Under growing provocation the KLA also developed uncompromising political aspirations, playing into Milosevic's hand by calling for unconditional independence from Yugoslavia to the point that it could indeed now be identified as an 'enemy' of Serbia, justifying the introduction of troops to preserve Yugoslavia's internal security.
The second part of Milosevic's plan also began to deliver: a rift had developed between the KLA and the 'recognised' Kosovar leader in Pristina, Ibrahim Rugova, who had always favoured a peaceful, negotiated settlement with Milosevic and Belgrade.
Less encouragingly from Belgrade's point of view, Serbia was now politically isolated. Its 'Yugoslav' partner, Monte Negro, showed increasing signs of distancing itself from Serb political and military ambitions, while its former ally Macedonia had been bribed by Western powers to play host to Nato forces hovering in the wings. Its third friend, Greece, was shackled by its membership of both Nato and the EU.
For about nine months Belgrade unleashed its well-organised military campaign of terror aimed at destroying the Kosovars' means of survival and either exterminating them or driving them out of Kosovo altogether. During the summer of 1998 the KLA was forced back to remote strongholds far from Pristina and thousands of unprotected civilians driven into the mountains and across the border into Albania.
For a year the West followed the same doomed policy that it had applied in Bosnia: it hoped to negotiate some sort of peace with proven liars and indicted war criminals whose political and personal survival depended on their continued use of military repression and violence. As in Bosnia, the Western powers refused to arm the local 'self-defence' forces who responded by becoming ever less amenable to compromise.
By late Spring 1999 huge numbers of 'Albanian' Kosovars had been exterminated and the vast majority of the population driven out of Kosovo into neighbouring Macedonia, Albania or further abroad, either temporarily or permanently. This became the largest forced migration of a population in Europe since World War ll.

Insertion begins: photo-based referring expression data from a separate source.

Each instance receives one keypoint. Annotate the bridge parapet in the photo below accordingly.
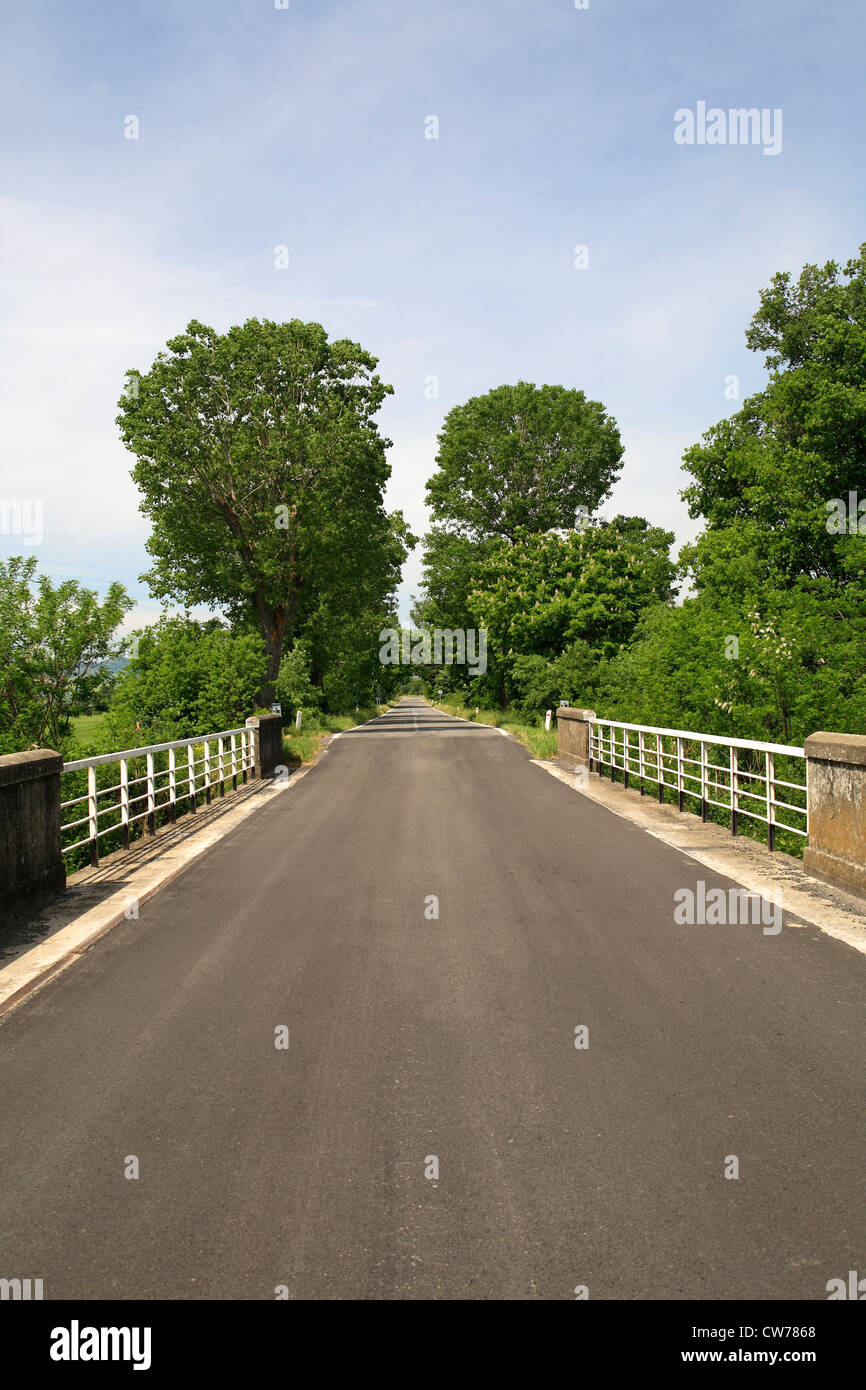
(31, 862)
(837, 809)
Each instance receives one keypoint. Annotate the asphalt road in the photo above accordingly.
(414, 1037)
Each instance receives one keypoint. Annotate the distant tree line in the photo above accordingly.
(262, 471)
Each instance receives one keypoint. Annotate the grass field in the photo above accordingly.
(303, 747)
(534, 737)
(86, 727)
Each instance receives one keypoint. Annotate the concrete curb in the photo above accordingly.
(744, 861)
(35, 968)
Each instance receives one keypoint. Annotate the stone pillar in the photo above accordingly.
(267, 742)
(573, 737)
(836, 776)
(31, 863)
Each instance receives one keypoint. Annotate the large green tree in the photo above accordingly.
(523, 459)
(262, 470)
(54, 640)
(774, 466)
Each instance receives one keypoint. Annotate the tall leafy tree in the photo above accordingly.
(262, 470)
(545, 592)
(773, 467)
(523, 458)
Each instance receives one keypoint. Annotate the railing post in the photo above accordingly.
(770, 773)
(92, 818)
(150, 820)
(207, 772)
(704, 783)
(125, 799)
(173, 786)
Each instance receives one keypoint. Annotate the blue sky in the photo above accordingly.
(449, 257)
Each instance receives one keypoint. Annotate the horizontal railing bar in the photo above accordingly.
(153, 748)
(719, 740)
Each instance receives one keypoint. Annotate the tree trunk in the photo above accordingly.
(274, 627)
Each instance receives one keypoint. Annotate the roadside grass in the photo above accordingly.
(533, 736)
(86, 727)
(303, 747)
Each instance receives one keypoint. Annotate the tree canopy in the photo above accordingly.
(262, 470)
(523, 458)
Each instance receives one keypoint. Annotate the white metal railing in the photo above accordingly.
(683, 762)
(200, 770)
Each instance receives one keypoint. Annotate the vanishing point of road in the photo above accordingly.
(414, 1037)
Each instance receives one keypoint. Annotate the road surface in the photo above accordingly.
(413, 1037)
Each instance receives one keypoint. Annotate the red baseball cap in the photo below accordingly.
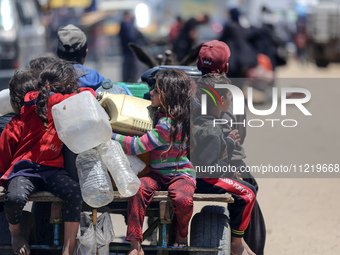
(213, 57)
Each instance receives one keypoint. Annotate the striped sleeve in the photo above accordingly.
(134, 145)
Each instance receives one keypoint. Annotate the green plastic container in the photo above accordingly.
(137, 89)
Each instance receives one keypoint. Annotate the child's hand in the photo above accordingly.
(235, 134)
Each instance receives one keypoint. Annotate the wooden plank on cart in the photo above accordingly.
(163, 195)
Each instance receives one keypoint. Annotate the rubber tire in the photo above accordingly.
(321, 63)
(208, 230)
(215, 209)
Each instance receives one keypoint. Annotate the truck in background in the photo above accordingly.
(323, 29)
(22, 36)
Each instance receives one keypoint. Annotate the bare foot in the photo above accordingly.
(236, 247)
(136, 248)
(247, 248)
(181, 241)
(20, 245)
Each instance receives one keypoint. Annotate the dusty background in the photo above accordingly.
(301, 214)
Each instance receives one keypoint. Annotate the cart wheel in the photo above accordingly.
(322, 63)
(210, 230)
(215, 209)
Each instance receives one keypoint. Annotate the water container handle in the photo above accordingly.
(107, 84)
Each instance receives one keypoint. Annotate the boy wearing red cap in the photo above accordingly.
(213, 62)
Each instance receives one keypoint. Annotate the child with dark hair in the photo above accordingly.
(31, 155)
(21, 83)
(37, 65)
(72, 47)
(171, 169)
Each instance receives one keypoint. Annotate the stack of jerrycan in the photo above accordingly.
(108, 87)
(83, 125)
(136, 89)
(133, 116)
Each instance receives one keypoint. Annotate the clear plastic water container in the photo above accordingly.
(5, 102)
(95, 183)
(81, 122)
(118, 165)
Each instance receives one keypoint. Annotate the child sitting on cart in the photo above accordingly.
(170, 167)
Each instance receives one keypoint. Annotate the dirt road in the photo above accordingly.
(302, 214)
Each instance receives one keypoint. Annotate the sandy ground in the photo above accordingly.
(301, 214)
(301, 210)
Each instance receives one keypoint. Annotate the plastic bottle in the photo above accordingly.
(118, 165)
(109, 87)
(81, 122)
(5, 102)
(95, 183)
(136, 164)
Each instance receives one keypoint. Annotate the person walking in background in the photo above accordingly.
(175, 29)
(243, 56)
(188, 37)
(129, 33)
(72, 47)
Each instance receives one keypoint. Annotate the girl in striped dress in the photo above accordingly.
(170, 167)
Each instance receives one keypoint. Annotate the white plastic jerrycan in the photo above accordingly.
(81, 122)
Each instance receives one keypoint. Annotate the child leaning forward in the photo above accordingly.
(170, 167)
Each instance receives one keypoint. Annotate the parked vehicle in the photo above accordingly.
(22, 36)
(323, 27)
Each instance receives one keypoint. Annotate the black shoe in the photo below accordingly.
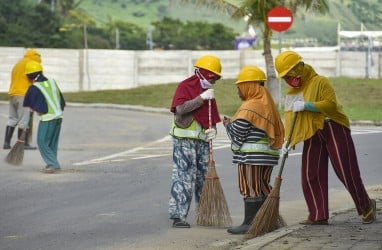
(242, 229)
(29, 147)
(178, 223)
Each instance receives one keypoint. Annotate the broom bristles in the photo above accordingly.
(213, 209)
(268, 218)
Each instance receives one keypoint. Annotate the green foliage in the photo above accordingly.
(173, 34)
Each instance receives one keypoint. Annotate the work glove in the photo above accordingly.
(208, 94)
(210, 133)
(298, 106)
(284, 148)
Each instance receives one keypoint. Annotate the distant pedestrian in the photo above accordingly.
(256, 133)
(191, 134)
(324, 129)
(18, 115)
(45, 98)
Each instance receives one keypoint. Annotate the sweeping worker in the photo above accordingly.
(45, 98)
(324, 129)
(18, 115)
(256, 133)
(191, 134)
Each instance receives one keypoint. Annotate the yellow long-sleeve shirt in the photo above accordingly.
(317, 90)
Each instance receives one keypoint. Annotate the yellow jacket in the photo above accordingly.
(19, 81)
(317, 90)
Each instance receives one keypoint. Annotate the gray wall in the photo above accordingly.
(86, 70)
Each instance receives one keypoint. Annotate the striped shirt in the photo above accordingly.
(241, 131)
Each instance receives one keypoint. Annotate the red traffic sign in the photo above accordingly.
(279, 19)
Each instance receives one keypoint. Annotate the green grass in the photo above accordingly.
(361, 98)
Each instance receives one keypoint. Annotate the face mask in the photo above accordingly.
(294, 82)
(203, 81)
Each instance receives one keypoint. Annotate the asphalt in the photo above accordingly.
(345, 231)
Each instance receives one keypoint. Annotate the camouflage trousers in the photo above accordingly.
(190, 163)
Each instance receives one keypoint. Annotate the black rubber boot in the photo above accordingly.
(27, 146)
(8, 136)
(251, 206)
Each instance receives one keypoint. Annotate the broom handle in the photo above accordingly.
(287, 145)
(210, 126)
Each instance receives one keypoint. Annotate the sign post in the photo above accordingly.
(279, 19)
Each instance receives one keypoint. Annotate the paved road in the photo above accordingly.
(113, 190)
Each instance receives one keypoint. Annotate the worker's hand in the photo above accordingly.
(284, 148)
(210, 133)
(226, 121)
(208, 94)
(298, 106)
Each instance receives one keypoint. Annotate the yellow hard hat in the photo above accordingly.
(33, 54)
(251, 74)
(285, 61)
(32, 67)
(210, 63)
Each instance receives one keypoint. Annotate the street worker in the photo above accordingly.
(191, 135)
(324, 129)
(45, 98)
(18, 115)
(257, 134)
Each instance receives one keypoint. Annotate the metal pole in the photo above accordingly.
(279, 80)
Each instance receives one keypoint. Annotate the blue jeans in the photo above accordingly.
(47, 140)
(190, 164)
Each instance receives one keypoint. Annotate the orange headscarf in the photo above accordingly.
(259, 109)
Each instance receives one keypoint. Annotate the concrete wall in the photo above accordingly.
(86, 70)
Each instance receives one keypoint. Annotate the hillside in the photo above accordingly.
(320, 28)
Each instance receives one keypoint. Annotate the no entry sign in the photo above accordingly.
(279, 19)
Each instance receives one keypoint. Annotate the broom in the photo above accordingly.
(268, 218)
(213, 209)
(16, 154)
(30, 128)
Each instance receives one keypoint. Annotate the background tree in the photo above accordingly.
(256, 11)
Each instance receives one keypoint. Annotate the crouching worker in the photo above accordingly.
(45, 98)
(256, 133)
(191, 133)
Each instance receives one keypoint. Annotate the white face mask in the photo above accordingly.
(203, 81)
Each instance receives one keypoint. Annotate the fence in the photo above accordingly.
(88, 70)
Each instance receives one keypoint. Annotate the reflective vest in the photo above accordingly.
(52, 96)
(194, 131)
(260, 146)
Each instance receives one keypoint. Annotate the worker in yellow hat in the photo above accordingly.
(45, 98)
(256, 133)
(324, 129)
(191, 132)
(20, 116)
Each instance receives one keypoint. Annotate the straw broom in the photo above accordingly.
(16, 154)
(268, 218)
(213, 209)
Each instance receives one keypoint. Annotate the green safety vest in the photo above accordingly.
(194, 131)
(260, 146)
(50, 91)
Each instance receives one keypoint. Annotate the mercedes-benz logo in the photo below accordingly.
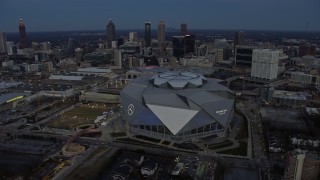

Too late, Nato finally launched a sustained air bombardment on Serb military and strategic 'assets' which paved the way for the entry of Nato ground forces, KFOR, with the task of stabilising the region and supervising the safe return of Kosovar refugees.
Again failing to learn from previous Balkan experience, Western governments were astonished to find that, in turn, the returning Kosovar refugees promptly set about exacting murderous revenge on the now very vulnerable and much smaller Serb community still living in Kosovo. An age-old cycle of Balkan violence was repeating itself, just as it had in Croatia and Bosnia a few years earlier.
Not until large street demonstrations took place in Belgrade in August 1999 did the Serb population finally show the first signs of serious opposition to twelve years of adventure under the Milosevic régime.
Eight years earlier, in 1991, almost everyone in former Yugoslavia could recite the old cliché: "The war began in Kosovo and will end in Kosovo". Every one of Europe's specialist government advisers must have heard it too. No one listened.
The author was, by chance, a witness to the events in Kosovo in 1989. From 1991-1995 he was a reporter of the wars in Slovenia, Croatia and Bosnia-Hercegovina. In 1999 he was reporting events in Kosovo again from the Macedonian border.